Garrascobike-fe banner of “wait heroku woke up the back-end”

Garrascobike-fe banner of “wait heroku woke up the back-end”

Garrascobike-fe main page

Garrascobike-fe main page

Garrascobike-fe example of a suggestion request, with placeholder images for each bike predicted

Garrascobike-fe example of a suggestion request, with placeholder images for each bike predicted

🎌 Other languages

  • All the project is built and work for English Subreddits
  • Other languages could be supported, the only section that requires a change is the spacy model in the https://github.com/pistocop/garrascobike-core entities extraction task
    • Spacy transformers models of different languages could be found here: language support

💭 Final Thoughts

We have just seen how to build a recommendation system from the scraping process to a WebApp.

All the data are scraped from Reddit and processed with unsupervised ML models (Spacy), using the Google Colab platform.
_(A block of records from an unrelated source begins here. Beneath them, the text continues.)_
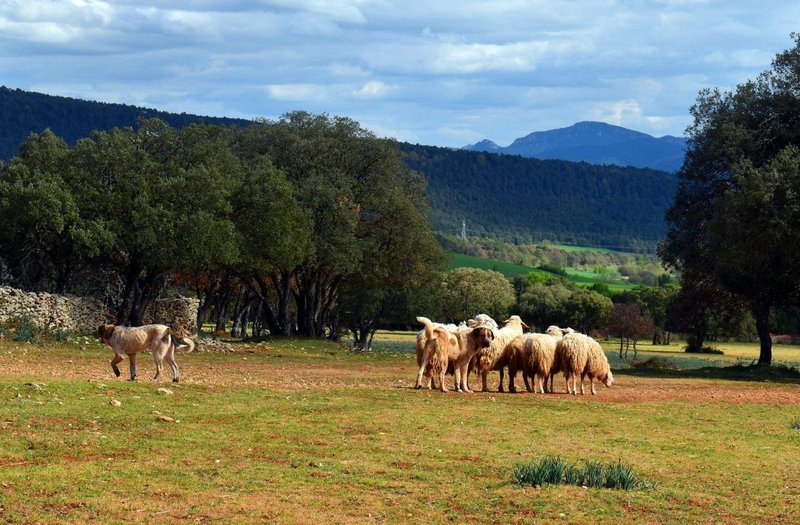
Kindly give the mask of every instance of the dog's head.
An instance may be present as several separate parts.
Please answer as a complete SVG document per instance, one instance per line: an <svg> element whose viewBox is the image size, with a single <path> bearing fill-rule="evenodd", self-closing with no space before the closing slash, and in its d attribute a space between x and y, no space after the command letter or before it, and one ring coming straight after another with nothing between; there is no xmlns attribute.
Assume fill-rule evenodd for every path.
<svg viewBox="0 0 800 525"><path fill-rule="evenodd" d="M475 340L475 346L478 348L489 348L492 346L494 332L491 328L478 326L477 328L473 328L469 335Z"/></svg>
<svg viewBox="0 0 800 525"><path fill-rule="evenodd" d="M97 327L97 334L105 344L111 346L111 336L114 335L115 328L113 324L101 324Z"/></svg>

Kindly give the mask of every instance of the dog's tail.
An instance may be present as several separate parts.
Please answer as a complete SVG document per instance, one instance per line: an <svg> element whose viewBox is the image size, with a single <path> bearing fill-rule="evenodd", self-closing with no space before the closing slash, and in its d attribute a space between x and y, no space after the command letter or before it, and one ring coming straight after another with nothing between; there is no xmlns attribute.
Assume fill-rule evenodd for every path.
<svg viewBox="0 0 800 525"><path fill-rule="evenodd" d="M194 350L194 341L188 337L173 337L175 341L175 350L179 352L192 352Z"/></svg>
<svg viewBox="0 0 800 525"><path fill-rule="evenodd" d="M417 322L425 325L425 337L433 339L433 323L427 317L417 317Z"/></svg>

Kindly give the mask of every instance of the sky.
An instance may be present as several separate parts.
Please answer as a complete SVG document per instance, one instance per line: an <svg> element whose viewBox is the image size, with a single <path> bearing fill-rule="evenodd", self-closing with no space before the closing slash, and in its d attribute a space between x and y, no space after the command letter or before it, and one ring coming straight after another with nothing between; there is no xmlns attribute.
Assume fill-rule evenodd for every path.
<svg viewBox="0 0 800 525"><path fill-rule="evenodd" d="M0 0L0 84L446 147L585 120L660 137L793 31L787 0Z"/></svg>

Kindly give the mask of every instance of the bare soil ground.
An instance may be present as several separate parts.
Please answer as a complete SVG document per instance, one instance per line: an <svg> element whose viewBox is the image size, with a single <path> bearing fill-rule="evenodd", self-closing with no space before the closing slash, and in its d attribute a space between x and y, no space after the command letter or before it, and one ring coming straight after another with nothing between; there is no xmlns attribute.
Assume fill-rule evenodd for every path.
<svg viewBox="0 0 800 525"><path fill-rule="evenodd" d="M114 377L110 360L112 353L96 349L65 353L50 351L47 347L22 345L0 352L0 377L21 378L26 376L51 377L53 379L84 379L109 383L127 377L127 363L121 363L122 379ZM226 354L193 353L177 356L181 381L188 384L208 386L252 385L275 390L301 390L324 388L407 388L412 389L416 377L413 356L375 359L374 363L354 359L342 352L330 353L321 358L310 354L307 357L287 356L268 345L252 345ZM288 362L291 360L291 362ZM154 366L149 355L138 360L139 381L150 381ZM166 368L166 367L165 367ZM164 383L169 382L165 370ZM592 399L601 403L636 403L648 401L687 401L697 403L732 404L777 404L800 405L800 383L797 382L752 382L698 379L693 377L642 377L627 375L624 370L615 374L616 382L611 388L596 385L598 394L591 396L588 381L587 395L575 397ZM448 381L452 378L448 378ZM478 379L470 376L471 386L479 388ZM490 392L478 392L476 396L537 396L527 392L508 394L496 391L498 375L490 376ZM522 378L517 378L518 389L524 390ZM452 385L448 385L450 387ZM566 399L566 388L562 376L556 377L555 394ZM449 392L444 395L469 395Z"/></svg>

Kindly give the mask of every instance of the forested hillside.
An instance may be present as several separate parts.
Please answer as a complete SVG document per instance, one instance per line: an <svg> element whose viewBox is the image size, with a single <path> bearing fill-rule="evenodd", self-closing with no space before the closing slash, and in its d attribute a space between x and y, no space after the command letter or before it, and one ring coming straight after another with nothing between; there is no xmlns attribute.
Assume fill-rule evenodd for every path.
<svg viewBox="0 0 800 525"><path fill-rule="evenodd" d="M649 169L401 148L428 178L438 232L459 232L465 220L470 235L652 249L677 187L674 174Z"/></svg>
<svg viewBox="0 0 800 525"><path fill-rule="evenodd" d="M159 118L176 128L201 120L207 124L221 125L248 123L241 119L167 113L127 104L92 102L0 86L0 160L10 160L19 152L20 144L28 135L47 128L68 144L74 144L94 130L135 126L140 117Z"/></svg>
<svg viewBox="0 0 800 525"><path fill-rule="evenodd" d="M89 102L0 87L0 160L18 154L32 132L50 128L68 144L94 130L136 127L158 117L177 129L249 121L172 114L123 104ZM665 232L664 211L676 176L649 169L452 150L400 143L410 168L428 178L440 233L532 242L552 240L652 251Z"/></svg>

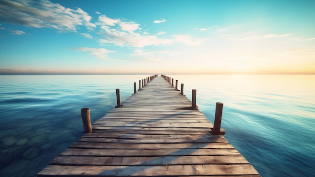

This has saved us a lot of work and supplied a straightforward path that could be automatized also.

Finally, a back-end free hosted on Heruko and a front-end free hosted on GitHub pages complete the project thanks to a web app page.

From here, a lot of work could be done to refine each of the components, e.g. if we want to move from a POC project like this to production and more serious system we should:

  • Filter and remove all the entities extracted that aren’t bikes
  • Scrape and process more data
  • Build and test different parameters or families for the recommendation system

As final, I want to say that it was nice to build this project, I haven’t experience with the front-end world and the simple website is made after following theodinproject.com free course.

And now, after completing every component and the website is up and running, I must admit that I feel satisfied, hope you’ve enjoyed the journey!